Once one becomes cognizant of the destructive power of climate change, which can horribly jeopardize the future of humanity by disrupting the all-important water cycle and diminishing the agricultural output, one begins appreciating the fact that “no challenge poses a greater threat to [our] future generations than climate change” (“Remarks by the President in State of the Union Address | January 20, 2015”) and that taking a prompt action to deal with climate change does indeed need to be one of our prime concerns. Moreover, it becomes immensely clear that those who remain adamant that climate change is a fraud need to realize how unfounded their claims are and those who argue that it would be better to adapt to a changing climate than to prevent it must understand how the unpredictability associated with climate change makes adaption completely uneconomical.
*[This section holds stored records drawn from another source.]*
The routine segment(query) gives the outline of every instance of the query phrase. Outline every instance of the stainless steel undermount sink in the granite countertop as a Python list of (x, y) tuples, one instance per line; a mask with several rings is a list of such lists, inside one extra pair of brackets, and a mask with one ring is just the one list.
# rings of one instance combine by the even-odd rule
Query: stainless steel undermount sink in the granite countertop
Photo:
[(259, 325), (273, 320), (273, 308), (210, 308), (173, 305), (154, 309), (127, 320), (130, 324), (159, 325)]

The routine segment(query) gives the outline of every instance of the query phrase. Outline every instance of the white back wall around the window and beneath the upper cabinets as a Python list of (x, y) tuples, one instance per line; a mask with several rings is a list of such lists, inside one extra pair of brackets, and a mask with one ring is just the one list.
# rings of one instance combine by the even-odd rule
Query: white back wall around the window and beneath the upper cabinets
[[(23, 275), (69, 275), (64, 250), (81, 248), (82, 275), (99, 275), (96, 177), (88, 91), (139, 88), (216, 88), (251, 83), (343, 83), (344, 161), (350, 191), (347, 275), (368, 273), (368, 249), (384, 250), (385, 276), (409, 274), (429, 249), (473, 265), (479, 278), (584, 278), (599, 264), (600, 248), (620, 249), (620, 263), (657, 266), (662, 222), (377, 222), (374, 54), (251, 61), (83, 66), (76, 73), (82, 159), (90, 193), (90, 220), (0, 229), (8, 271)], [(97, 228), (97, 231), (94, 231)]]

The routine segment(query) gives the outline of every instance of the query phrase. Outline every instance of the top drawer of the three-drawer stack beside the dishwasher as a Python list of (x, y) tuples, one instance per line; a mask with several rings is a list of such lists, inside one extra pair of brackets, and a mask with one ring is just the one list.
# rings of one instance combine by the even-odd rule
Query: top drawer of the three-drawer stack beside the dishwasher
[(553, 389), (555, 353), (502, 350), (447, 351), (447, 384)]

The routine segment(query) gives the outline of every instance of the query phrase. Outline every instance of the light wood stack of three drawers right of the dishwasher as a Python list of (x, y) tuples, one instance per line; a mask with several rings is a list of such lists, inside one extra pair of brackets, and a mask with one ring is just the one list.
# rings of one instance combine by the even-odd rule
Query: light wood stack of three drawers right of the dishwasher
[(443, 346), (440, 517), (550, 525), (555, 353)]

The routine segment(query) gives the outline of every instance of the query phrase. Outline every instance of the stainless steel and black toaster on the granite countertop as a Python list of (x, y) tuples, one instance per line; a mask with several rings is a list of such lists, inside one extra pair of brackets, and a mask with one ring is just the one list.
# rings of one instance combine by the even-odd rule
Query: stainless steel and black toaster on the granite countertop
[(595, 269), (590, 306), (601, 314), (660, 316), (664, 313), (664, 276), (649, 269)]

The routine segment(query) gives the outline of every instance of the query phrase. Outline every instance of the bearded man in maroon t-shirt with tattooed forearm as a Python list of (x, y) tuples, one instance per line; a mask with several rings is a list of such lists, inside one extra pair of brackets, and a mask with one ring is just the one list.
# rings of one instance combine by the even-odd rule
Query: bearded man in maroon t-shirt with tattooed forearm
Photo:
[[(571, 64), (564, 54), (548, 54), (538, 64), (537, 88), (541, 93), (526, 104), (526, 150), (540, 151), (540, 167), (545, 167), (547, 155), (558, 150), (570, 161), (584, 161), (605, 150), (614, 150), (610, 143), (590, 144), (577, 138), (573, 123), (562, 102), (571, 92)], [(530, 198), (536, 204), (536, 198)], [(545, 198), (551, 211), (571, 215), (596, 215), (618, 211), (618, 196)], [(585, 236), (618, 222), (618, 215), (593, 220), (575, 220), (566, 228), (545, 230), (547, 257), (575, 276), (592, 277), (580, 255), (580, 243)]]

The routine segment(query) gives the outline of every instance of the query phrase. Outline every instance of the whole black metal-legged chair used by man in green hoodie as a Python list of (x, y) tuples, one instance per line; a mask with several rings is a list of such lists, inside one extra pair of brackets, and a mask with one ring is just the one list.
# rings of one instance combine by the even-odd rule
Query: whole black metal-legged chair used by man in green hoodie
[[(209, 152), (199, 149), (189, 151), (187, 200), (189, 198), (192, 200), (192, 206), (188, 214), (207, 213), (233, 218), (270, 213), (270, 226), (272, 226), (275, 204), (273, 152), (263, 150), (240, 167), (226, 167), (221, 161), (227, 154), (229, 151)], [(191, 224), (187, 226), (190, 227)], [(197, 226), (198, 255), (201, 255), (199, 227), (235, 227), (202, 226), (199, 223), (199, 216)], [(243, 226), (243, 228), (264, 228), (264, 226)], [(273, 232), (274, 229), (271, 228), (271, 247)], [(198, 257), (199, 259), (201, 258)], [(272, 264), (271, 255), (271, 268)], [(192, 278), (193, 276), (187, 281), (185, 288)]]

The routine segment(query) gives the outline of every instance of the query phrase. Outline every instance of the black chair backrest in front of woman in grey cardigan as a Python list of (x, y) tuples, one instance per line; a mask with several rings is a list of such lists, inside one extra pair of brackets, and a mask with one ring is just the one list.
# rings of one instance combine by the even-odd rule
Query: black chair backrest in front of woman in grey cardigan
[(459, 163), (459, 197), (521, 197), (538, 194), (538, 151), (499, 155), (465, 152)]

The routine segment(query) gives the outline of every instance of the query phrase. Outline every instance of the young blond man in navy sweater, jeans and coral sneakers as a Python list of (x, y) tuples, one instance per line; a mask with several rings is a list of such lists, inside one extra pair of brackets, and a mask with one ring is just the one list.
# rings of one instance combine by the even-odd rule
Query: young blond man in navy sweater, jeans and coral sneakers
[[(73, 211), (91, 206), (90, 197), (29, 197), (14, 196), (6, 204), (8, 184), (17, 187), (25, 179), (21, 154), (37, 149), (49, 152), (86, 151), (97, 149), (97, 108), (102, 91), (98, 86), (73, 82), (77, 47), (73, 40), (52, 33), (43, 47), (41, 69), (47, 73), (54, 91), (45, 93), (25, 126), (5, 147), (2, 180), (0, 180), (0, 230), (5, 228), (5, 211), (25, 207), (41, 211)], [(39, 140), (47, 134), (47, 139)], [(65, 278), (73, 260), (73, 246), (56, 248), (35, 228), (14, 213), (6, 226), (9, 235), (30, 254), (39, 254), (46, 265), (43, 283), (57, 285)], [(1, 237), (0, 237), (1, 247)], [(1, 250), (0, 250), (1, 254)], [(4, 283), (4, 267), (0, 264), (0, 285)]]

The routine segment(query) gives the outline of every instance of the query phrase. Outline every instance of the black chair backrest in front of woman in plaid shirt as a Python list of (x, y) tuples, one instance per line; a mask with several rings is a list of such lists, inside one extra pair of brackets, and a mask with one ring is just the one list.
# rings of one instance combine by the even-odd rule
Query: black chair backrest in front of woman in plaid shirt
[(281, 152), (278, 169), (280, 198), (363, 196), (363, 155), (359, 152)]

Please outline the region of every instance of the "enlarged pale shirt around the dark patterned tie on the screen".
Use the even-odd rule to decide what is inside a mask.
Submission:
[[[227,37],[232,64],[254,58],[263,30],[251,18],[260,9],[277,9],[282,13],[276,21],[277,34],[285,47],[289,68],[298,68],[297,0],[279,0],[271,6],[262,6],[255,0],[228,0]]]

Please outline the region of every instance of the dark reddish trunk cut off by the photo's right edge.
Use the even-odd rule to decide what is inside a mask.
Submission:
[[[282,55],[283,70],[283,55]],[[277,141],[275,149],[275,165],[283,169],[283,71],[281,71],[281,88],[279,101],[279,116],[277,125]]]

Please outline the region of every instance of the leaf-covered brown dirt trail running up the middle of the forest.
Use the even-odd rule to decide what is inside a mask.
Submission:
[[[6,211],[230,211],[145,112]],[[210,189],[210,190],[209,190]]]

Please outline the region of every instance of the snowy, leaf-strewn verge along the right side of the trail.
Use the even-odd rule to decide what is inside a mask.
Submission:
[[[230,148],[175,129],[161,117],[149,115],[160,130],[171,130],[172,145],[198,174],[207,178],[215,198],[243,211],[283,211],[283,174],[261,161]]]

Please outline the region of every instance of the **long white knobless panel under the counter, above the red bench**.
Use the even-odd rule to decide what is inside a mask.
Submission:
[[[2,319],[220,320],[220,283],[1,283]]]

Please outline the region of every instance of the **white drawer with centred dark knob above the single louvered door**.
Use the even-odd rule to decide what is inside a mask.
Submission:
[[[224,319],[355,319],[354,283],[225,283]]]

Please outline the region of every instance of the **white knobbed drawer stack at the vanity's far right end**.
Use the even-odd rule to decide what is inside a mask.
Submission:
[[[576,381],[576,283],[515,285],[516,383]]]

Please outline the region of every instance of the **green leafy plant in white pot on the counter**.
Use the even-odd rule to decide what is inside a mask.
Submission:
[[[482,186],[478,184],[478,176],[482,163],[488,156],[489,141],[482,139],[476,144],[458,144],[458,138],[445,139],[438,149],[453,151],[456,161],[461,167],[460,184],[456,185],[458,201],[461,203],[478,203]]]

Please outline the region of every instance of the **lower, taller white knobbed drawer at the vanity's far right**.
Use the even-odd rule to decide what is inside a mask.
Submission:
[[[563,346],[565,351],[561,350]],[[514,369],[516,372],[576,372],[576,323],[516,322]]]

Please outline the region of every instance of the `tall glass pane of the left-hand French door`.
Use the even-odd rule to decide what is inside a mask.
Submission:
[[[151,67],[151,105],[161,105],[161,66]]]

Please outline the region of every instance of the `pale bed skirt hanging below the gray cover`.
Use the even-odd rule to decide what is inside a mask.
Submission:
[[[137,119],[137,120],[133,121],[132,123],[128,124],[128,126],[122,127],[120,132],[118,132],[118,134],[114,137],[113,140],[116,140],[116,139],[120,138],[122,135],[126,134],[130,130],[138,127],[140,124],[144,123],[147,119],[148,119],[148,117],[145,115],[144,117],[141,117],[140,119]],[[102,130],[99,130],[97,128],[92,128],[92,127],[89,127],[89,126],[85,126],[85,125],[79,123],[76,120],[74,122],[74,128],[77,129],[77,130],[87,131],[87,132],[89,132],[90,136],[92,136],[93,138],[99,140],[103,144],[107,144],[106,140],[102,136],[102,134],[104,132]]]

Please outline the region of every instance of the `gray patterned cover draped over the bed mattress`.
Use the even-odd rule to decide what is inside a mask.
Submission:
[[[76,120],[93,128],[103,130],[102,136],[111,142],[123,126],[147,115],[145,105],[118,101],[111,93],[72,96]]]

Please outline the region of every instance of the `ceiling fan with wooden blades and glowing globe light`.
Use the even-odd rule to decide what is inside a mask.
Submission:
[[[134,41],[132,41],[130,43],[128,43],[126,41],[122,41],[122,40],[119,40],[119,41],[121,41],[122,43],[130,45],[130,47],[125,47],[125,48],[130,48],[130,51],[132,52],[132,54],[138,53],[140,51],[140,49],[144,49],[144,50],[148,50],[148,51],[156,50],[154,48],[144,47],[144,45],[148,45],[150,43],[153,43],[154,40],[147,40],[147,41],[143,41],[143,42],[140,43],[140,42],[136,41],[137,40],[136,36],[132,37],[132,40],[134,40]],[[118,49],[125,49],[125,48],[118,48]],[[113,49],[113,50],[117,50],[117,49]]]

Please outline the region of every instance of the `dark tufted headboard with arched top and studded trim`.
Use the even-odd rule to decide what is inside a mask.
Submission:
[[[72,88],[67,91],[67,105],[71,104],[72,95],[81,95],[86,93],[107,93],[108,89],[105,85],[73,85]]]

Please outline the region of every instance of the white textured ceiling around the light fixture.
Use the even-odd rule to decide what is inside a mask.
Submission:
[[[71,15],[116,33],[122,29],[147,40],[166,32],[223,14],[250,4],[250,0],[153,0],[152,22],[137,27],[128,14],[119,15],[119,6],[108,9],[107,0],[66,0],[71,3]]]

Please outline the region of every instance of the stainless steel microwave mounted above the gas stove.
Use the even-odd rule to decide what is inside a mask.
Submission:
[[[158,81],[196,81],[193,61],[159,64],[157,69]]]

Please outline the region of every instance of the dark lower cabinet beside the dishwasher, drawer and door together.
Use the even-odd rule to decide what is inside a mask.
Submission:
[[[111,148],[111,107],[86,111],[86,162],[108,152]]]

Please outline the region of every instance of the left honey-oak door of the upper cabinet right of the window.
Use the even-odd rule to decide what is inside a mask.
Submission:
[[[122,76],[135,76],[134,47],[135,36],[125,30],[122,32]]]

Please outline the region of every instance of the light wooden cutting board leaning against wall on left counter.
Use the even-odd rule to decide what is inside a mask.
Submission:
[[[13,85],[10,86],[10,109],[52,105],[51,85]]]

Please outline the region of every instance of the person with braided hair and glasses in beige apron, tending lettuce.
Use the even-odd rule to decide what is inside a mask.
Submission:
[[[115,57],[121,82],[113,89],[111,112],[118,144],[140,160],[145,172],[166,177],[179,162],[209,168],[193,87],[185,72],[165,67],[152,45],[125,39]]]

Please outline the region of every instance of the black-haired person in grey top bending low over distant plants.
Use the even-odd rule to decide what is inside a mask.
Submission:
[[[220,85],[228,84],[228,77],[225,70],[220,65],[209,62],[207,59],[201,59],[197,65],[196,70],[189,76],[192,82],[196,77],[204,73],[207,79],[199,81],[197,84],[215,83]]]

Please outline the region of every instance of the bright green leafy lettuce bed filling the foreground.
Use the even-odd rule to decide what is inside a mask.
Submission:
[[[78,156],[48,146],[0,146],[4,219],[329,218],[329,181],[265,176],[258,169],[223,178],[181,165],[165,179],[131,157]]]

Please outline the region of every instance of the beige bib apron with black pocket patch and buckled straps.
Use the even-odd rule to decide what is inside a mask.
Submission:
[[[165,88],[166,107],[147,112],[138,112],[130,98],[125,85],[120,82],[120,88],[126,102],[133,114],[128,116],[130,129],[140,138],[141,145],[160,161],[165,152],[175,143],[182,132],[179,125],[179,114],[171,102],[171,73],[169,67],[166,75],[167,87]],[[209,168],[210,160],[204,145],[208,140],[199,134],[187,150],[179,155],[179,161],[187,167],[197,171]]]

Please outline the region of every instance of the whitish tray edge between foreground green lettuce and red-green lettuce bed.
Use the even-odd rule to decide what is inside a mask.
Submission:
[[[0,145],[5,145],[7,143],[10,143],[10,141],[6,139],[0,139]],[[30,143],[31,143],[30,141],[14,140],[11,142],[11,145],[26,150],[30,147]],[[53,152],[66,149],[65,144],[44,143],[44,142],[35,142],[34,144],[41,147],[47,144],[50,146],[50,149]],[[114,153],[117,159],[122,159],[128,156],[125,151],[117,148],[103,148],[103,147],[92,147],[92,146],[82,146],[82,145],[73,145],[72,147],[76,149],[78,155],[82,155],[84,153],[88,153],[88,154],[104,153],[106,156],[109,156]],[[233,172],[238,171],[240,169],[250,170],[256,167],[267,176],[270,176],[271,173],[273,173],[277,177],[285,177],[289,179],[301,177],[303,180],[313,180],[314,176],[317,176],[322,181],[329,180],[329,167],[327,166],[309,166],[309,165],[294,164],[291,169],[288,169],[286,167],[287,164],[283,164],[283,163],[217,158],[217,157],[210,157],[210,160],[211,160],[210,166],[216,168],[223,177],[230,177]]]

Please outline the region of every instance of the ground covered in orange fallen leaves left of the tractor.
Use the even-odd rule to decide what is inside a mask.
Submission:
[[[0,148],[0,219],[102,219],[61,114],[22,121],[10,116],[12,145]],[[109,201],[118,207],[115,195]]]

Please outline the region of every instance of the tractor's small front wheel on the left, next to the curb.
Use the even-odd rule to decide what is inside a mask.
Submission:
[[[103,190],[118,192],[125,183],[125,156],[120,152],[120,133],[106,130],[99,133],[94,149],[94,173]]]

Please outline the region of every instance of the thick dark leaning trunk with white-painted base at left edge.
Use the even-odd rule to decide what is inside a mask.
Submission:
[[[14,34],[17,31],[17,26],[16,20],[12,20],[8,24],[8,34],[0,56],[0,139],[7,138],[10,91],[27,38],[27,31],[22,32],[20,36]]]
Our beautiful Earth, its atmosphere, and its climate constitute one of the most precious things that one generation of humans bequeaths upon the next, and we must realize that it is our duty––and a way of our proving ourselves humans––to pass this world to posterity as unsullied as it was when we received it from our forefathers.

Printed Work Cited
Hatfield, J. et al. “Ch. 6: Agriculture.” Climate Change Impacts in the United States: The Third National Climate Assessment (2014): 150-174. Print.